Hint: If \(Z\sim{\mathrm{Exp}}(\theta)\), then \(F_Z(z) = \mathbb{P}(Z \le z) = 1 - e^{-\theta z}\) for \(z > 0\).
We have that for \(u > 0\), \[\begin{aligned}
\mathbb{P}(U < u) &= \mathbb{P}(\min\{X, Y\} < u) = 1 - \mathbb{P}(\min\{X, Y\} \geq u)\\
&= 1 - \mathbb{P}(X \geq u, Y \geq u)\\
&= 1 - \mathbb{P}(X \geq u) \mathbb{P}(Y \geq u) \\
&= 1 - e^{-\lambda u} e^{-\mu u} \\
&= 1 - e^{-(\lambda + \mu) u}.
\end{aligned}\] Therefore, \(U\) has CDF \(F_U(u) = 1 - e^{-(\lambda + \mu) u}\) for \(u > 0\), so \(U
\sim {\mathrm{Exp}}(\lambda + \mu)\).
Question 2.7.8
The joint PMF of discrete random variables \(X\) and \(Y\) is given by:
| \(X=0\) |
0.30 |
0.05 |
0.35 |
| \(X=1\) |
0.20 |
0.25 |
0.45 |
| \(X=2\) |
0.10 |
0.10 |
0.20 |
| \(P(Y=y)\) |
0.60 |
0.40 |
1.00 |
Are \(X\) and \(Y\) independent?
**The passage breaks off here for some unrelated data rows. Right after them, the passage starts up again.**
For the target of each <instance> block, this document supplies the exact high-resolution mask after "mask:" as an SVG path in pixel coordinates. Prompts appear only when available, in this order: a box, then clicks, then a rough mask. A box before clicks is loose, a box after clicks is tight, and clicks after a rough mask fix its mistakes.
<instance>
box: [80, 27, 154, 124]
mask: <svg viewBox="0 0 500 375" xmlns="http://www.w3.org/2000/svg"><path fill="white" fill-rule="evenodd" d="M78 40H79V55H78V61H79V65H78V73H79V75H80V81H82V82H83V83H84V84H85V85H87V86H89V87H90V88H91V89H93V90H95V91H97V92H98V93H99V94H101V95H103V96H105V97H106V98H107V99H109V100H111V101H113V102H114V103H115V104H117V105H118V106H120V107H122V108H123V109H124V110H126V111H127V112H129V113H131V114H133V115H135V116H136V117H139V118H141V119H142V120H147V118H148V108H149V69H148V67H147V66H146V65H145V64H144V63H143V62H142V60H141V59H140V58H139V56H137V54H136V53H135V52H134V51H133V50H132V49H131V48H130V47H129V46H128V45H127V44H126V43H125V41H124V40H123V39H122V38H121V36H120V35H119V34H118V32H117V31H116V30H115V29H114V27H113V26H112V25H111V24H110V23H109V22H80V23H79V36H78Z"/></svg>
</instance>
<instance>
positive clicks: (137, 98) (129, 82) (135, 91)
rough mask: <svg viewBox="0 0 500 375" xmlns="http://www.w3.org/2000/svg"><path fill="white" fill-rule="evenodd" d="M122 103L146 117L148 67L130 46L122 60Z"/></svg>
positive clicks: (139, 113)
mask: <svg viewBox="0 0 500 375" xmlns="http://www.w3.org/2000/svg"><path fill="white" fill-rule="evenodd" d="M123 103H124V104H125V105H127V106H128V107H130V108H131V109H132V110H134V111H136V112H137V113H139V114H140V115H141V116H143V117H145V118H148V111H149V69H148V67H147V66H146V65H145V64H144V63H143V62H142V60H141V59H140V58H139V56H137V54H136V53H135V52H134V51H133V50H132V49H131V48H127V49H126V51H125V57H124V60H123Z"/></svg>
Answer by using marginal PMFs.
The marginal PMF of X is:
\[
p_{X}(x) =
\begin{cases}
0.3 + 0.05 = 0.35 & x = 0\\
0.20 +0.25 = 0.45 & x = 1\\
0.10 + 0.10 = 0.20 & x = 2\\
0 & \text{otherwise}
\end{cases}
\]
The marginal PMF of X is:
\[
p_{Y}(y) =
\begin{cases}
0.3 + 0.2 + 0.1 = 0.60 & y = 0\\
0.25 + 0.05 + 0.10 = 0.4 & y = 1\\
0 & \text{otherwise}
\end{cases}
\]
Pick any combination of \(X\) and \(Y\).
From the table, we have \(\mathbb{P}(X = 1, Y = 0) = p_{X,Y}(1,0) = 0.20\). We also have \(\mathbb{P}(X = 1)\times \mathbb{P}(Y = 0) = 0.45 \times 0.60 = 0.27\). These are not equal. Therefore, \(X\) and \(Y\) are not independent.
Note: If any combination of \(X\) and \(Y\) has \(\mathbb{P}(X = x, Y = y) \ne \mathbb{P}(X=x)\mathbb{P}(Y=y)\) then they are not independent.